Simulation of Central Limit Theorem with Exponential Samples

Catalog

Overview

In this project I will verify the Central Limit Theorem with simulated exponential samples. I will do a thousand simulations and investigate the sample of averages of 40 exponentials, by comparing the sample mean, variance and distribution with theoretical counterpoints respectively.

Central Limit Theorem

Suppose \(\{X_1, X_2, ..., X_n\}\) is a random sample of size n - that is, a sequence of independent and identically distributed (i.i.d.) random variables drawn from distributions of expected values given by \(\mu\) and finite variances given by \(\sigma^2\). The sample mean of the random sample is denoted by \(\bar{X}\), where \(\bar{X} = \frac{1}{n} \sum_{i=1}^{\infty} {X_i}\). Then as \(n \rightarrow \infty\) (n approaches infinity), the random variables \(\sqrt{n} (\bar{X} - \mu)\) approximate the normal distribution with mean 0 and variance \(\sigma^2\). That is, \(\sqrt{n} (\bar{X} - \mu) \overset{d}{\rightarrow} N(0, \sigma^2) \Leftrightarrow \frac{\sqrt{n} }{\sigma} (\bar{X} - \mu) \overset{d}{\rightarrow} N(0, 1)\).

Exponential distribution

In probability theory and statistics, the exponential distribution is the probability distribution that describes the time between events in a Poisson process, i.e. a process in which events occur continuously and independently at a constant average rate. The probability density function (pdf) of an exponential distribution is \[f(X=x|\lambda) = \lambda e^{-\lambda x}, ~x\geqslant0\].
Its expectatation \(E(X) = 1/\lambda\), and its variance \(Var(X) = 1/\lambda^2\) (So its standard deviation \(s(X) = 1/\lambda\)).

Simulation

lambda <- 0.2
nosim <- 1000
n <- 40
set.seed(1)   # make the results reproducible
data <- matrix(rexp(n*nosim,lambda), nrow = nosim, ncol = n)
str(data)

##  num [1:1000, 1:40] 3.776 5.908 0.729 0.699 2.18 ...

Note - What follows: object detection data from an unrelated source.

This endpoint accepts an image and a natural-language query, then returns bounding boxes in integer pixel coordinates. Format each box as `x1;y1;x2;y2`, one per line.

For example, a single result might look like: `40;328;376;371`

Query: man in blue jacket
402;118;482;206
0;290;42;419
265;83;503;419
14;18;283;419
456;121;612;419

data.mean <- apply(data, 1, mean)

In order to make the simulation reproducible, I set the seed as 1 before simulation. With the function rexp, I simulated \(1000 \times 40\) exponentials with paramter \(\lambda=0.2\), which are stored in the \(1000 \times 40\) matrix named data. The average of each rows of exponentials are calculated respectively and saved in the vector named data.mean.

Sample Mean versus Theoretical Mean

mean(data.mean)  # sample mean of the distribution of averages of 40 exponentials

## [1] 4.990025

1/lambda         # theoretical mean of the distribution of averages of 40 exponentials

## [1] 5

According to Central Limit Theorem, the therotical mean of the distribution of averages of 40 exponentials should be the same with the mean of random exponentials, which is \(1/\lambda\).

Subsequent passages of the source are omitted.